The incarcerated adolescent, an Indigenous Australian, has been a ward of the state since the age of seven, so in some legal sense it was his own parent who locked him up in such deplorable circumstances. That he plead to assaulting guards 19 times while jailed surely says more about systems of state ‘care’ and ‘justice’ for our marginalised young than about the character of this young person.

Reporting of the assaults reminded me of a piece about a ‘Youth Justice Centre’ on the other side of the country. Over Christmas I mulled a report that the Victorian Minister for Youth Justice, Natalie Hutchins, could not guarantee an end to assaults on staff and young people at the Malmsbury Youth Justice Centre. The Centre was described as ‘troubled’, which is what might be expected of a facility that locks-up increasing numbers of adolescents and young men, where there have been over 628 police callouts for alleged assaults since 2016.

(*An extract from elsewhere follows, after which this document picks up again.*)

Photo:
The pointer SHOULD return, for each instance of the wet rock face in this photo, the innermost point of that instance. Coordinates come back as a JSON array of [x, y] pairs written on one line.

This culture of violence was related in an ABC report in late December, with a former employee of the facilitating asserting that the violence had increased as Malmsbury moved to a ‘high-security environment’. Another said the possibility of rehabilitation for those incarcerated was impossible in an environment of ongoing assault. An environment where, as the Victorian Auditor General’s office has found, young people are routinely ‘locked down’ in their cells so that an understaffed workforce can take breaks.